Despite PR to the contrary, other than his protean Mickey Mouse, Disney had created few of his famous cartoon characters himself, but he was a beacon for artisans, and a founding member of the Society of Independent Motion Picture Producers, of which Welles was also a founder.
Forgive me if I once more cite a brief history of this important, now forgotten organization:
http://www.cobbles.com/simpp_archive/do ... ls1947.htm The tragedy of Disney, never expressed in WALT AND EL GRUPO, is that, handsome and in his prime, as we can see from the cryptic trailer, he somehow ceased to be a creative force in American Film during the time he was gone. Upon his return, he converted his studio into a meretricious business operation, which produced little of real merit from there on out, becoming instead another corporate film empire; and by the time of his death in 1966, an entertainment and real estate conglomerate.

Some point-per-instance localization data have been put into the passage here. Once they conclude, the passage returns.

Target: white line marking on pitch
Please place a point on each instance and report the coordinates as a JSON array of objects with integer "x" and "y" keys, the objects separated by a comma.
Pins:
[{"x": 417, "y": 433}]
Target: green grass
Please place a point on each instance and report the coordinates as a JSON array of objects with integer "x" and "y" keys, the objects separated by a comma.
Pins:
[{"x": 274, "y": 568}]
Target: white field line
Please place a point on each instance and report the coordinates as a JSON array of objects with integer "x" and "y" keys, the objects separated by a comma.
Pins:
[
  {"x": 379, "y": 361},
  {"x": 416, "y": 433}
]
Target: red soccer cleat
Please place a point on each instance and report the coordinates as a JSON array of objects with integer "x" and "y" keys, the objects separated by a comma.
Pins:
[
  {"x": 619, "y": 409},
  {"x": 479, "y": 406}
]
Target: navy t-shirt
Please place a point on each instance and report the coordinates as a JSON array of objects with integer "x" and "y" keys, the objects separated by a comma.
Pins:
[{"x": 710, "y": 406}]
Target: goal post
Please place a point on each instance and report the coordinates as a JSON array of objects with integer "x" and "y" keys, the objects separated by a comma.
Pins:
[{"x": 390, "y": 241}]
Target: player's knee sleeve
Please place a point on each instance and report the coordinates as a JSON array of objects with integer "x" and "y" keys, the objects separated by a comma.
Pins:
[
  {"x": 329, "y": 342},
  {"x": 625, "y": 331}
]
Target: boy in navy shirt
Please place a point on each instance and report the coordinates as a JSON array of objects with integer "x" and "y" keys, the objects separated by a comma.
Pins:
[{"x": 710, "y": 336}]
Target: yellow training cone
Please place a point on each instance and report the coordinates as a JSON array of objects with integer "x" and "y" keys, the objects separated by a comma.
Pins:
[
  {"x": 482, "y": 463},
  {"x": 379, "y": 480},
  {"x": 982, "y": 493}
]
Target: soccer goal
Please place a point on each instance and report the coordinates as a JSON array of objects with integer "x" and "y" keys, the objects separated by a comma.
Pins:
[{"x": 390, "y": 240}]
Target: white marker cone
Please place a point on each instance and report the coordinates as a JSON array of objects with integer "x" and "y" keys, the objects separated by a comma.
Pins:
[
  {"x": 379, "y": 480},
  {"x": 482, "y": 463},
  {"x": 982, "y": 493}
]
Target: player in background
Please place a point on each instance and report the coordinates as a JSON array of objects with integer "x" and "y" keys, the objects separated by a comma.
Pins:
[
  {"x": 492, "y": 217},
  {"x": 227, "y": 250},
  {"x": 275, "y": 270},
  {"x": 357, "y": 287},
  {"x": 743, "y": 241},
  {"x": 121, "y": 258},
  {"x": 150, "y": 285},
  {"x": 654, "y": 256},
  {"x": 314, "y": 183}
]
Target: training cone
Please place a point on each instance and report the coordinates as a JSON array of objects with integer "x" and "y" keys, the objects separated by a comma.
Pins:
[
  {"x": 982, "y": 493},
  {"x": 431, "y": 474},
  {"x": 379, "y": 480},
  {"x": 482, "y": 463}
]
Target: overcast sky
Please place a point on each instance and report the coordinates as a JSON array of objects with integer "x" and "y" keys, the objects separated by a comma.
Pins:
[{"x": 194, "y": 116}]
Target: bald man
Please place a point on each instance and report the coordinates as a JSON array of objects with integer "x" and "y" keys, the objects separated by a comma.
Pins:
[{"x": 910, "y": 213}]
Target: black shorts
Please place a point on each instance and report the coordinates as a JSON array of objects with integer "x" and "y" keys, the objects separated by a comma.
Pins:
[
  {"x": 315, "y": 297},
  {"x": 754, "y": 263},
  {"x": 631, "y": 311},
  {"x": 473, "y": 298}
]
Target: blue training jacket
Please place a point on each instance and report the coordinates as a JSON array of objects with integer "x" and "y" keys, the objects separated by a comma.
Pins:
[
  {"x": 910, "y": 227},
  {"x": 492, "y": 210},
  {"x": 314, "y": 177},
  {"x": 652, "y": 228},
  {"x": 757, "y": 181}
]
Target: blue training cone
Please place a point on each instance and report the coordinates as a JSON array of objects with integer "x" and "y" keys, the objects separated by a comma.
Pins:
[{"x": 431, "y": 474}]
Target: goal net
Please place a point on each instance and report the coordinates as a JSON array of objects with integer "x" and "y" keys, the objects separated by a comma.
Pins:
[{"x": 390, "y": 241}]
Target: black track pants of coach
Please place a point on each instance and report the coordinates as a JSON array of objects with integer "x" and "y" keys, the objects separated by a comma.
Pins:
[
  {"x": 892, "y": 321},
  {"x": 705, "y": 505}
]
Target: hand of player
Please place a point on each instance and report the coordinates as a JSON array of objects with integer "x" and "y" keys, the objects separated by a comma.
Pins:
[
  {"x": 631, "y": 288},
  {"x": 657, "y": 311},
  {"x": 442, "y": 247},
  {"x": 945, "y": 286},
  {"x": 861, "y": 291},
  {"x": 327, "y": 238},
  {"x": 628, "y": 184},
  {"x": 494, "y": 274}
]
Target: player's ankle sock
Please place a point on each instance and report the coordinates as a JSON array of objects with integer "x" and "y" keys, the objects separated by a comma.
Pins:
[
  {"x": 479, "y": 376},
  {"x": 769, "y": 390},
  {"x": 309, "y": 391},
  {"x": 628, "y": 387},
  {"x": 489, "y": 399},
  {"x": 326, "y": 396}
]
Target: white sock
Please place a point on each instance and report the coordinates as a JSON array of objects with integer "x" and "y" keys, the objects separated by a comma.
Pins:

Anyone who ponders the two State Department projects, one by Disney and the other by Welles, may note that the former was politely hailed while the latter was derided and condemned. One marked the rise of a corporate media giant, the other a crucial failure for one of the most original artists of the 20th Century. Disney brought out the financially highly successful SALUDOS AMIGOS, based on his travels, just the sentimental propaganda our State Department was looking for. Welles' gritty study of the joys and degradations of what would later be called the Third World, IT'S ALL TRUE, was abandoned, seen only in fragments or bowdlerized versions during the next fifty years.
That fact points up a tragedy of American culture for us all. By the 1980's when Welles died, we were deeply into the Age of Trivialization, which has brought us to the catastrophe we face today.